Baa Atoll
The only UNESCO Biosphere Reserve atoll, and the only place in the world where 200 reef mantas can occupy a single square kilometre on a single rising tide.
Baa sits in the central group of atolls, about a 40-minute seaplane flight from Velana. Of the 26 administrative atolls, it is the one where the strongest argument can be made for going specifically — not because the resorts are better than elsewhere, although several are, but because the marine event in Hanifaru Bay during August to November is genuinely unique in the world.

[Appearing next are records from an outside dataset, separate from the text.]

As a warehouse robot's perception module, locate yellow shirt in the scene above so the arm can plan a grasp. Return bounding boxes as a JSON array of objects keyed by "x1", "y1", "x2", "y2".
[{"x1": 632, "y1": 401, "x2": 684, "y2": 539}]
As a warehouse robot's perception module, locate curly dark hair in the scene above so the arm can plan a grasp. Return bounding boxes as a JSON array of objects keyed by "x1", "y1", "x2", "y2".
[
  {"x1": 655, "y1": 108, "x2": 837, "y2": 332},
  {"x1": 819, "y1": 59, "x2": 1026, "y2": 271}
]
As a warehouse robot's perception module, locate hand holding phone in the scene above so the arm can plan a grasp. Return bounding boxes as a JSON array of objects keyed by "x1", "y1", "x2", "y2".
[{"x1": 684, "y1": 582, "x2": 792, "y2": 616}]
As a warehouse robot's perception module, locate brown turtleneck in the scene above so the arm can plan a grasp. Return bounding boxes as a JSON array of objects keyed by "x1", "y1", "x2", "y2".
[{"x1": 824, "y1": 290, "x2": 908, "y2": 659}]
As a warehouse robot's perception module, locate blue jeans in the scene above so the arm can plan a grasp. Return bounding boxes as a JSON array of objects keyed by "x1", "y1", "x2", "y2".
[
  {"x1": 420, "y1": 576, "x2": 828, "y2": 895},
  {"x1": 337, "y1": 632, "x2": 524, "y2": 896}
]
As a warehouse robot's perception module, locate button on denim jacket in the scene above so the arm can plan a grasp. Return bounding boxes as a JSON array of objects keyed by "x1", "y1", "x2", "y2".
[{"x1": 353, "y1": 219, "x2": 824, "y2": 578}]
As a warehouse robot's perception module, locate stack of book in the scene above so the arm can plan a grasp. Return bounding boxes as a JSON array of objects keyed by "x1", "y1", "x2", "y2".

The atoll designation matters operationally. Hanifaru Bay is a protected zone; access requires a permit issued through licensed operators (every Baa resort holds them), is capped at 45 minutes per boat, and is snorkel-only — no fins, no diving. The rules are enforced by rangers who sit in a tower at the bay entrance, and the rules are why the manta aggregation keeps coming back. The shape of a great visit here is: book a Baa resort in late September, plan three permit windows across the stay, and accept that on the fourth attempt the wind may shut Hanifaru down.
Outside the Hanifaru event, the atoll's diving is the upper end of average — competent, with regular reef manta sightings, occasional whale shark, and the standard cast of tropical reef species. The resorts are the better reason to be here in the rest of the calendar.
— Horizon. Verified 8 May 2026. Next refresh: 8 May 2027.